Vengeful and heart-pounding, “Monkey Man” cinematizes intensely rhythmic combat sequences that immerse the viewer in a narrative where revenge is spoken through violent retribution rather than verbal communication. Dev Patel, who wrote the screenplay and directed the film, stars as the anonymous lead character. Concealing his identity as “Bobby,” he remains with no identity but the story centers around a horrifying past that drives his livelihood.

Bobby is a complicated hero with a sorrowful life marked by genocide and the murder of his mother. He gets by through underground fight matches in which he wears an ominous monkey mask — calling back to a story his mother read to him as a child. He impulsively seeks revenge when he comes across people connected not only to his mother, but also other corruptors of society like Rana, a police chief who murdered Bobby’s mother, and Baba Shakti, a religious leader who burned down Bobby’s village and claimed the land as religious soil.

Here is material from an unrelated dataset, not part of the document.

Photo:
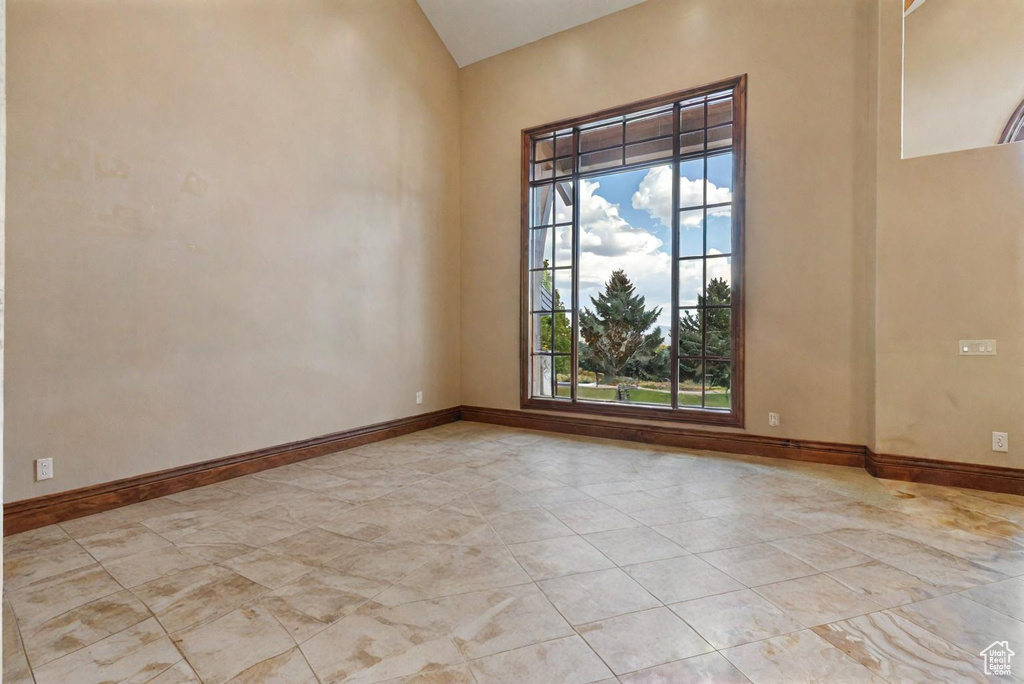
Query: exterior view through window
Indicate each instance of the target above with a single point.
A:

Bobby finds a sense of peace when he is taken in by hijra, a transgender, intersex and eunuch community that makes him feel seen. He finds healing and kinship among them all the while transforming his body and mind to be stronger and find direction. This is where his heroism truly kicks in and we see him not only fight out of selfishness, but now express empathy for everyone victimized under capitalism, corruption and prejudice.

The movie weaves a multitude of storylines together, sometimes diverting the narrative path from the main character’s revenge. The action moves so swiftly that keeping up with the timing and detailing of the combat, as well as the unraveling of the plotline, is a challenge. For example, many of the side characters who interact with Bobby are not fully fleshed out and remain incomplete such as Neela, an escort he meets while under disguise and Alphonso, a henchman working for the capital symbol of Queenie Kapoor who runs an institution for elites on the backs of the underclass. These details are hard to conceptualize — at least during the first watch of the movie — which may jeopardize the interest of the viewer, and may appeal more to a critical thinker looking to gut its vast contents.

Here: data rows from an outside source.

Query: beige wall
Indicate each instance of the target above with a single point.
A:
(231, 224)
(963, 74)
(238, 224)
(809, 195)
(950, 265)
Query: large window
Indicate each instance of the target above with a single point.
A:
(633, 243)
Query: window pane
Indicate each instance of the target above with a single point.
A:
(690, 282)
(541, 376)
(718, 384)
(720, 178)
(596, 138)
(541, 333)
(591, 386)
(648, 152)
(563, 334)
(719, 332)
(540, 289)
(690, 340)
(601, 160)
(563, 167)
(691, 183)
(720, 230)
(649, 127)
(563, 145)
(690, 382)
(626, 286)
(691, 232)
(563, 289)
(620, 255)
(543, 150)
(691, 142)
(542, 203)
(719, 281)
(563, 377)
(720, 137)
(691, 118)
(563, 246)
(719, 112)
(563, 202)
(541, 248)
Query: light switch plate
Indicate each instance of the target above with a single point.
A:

The movie is deep and raw, as it often calls out the sugar-coated realities of society. It seeks to bring the ugly truths of society to the forefront such as the lower classes’ quality of life compared to the elites. It compels viewers with a strong defense for the capital rule to find understanding in Bobby as a death-dealing Robin Hood. “Monkey Man” therefore tackles various societal issues such as capitalism, religion, gender, sexuality, law and corruption — reflecting the protagonist’s multifaceted journey toward redemption.

Throughout the film, Bobby’s development takes a meaningful turn, leading to more satisfying victories after facing climactic failures in the first half. His journey is marked by a thoughtful exploration of his rage and trauma, allowing him to find strength and structure where previously demotivation, blind rage and poverty had made him submissive. Bobby learns to direct his bloodlust and discovers a path to healing and acceptance of the trauma that haunts him. The movie overwhelms the senses with its rich and stimulating content. Its intense audio-visual experience, combined with its intricate plot, draws viewers closer to the protagonist’s inner turmoil, fostering intense cathartic connections.

Despite its open-ended nature and complex plotline, “Monkey Man’s” exploration of controversial heroism and its portrayal of societal truths makes it a compelling and thought-provoking film. It can appeal to viewers seeking both thrilling action and deep psychological exploration, as it keeps the viewer on their toes and works their mind.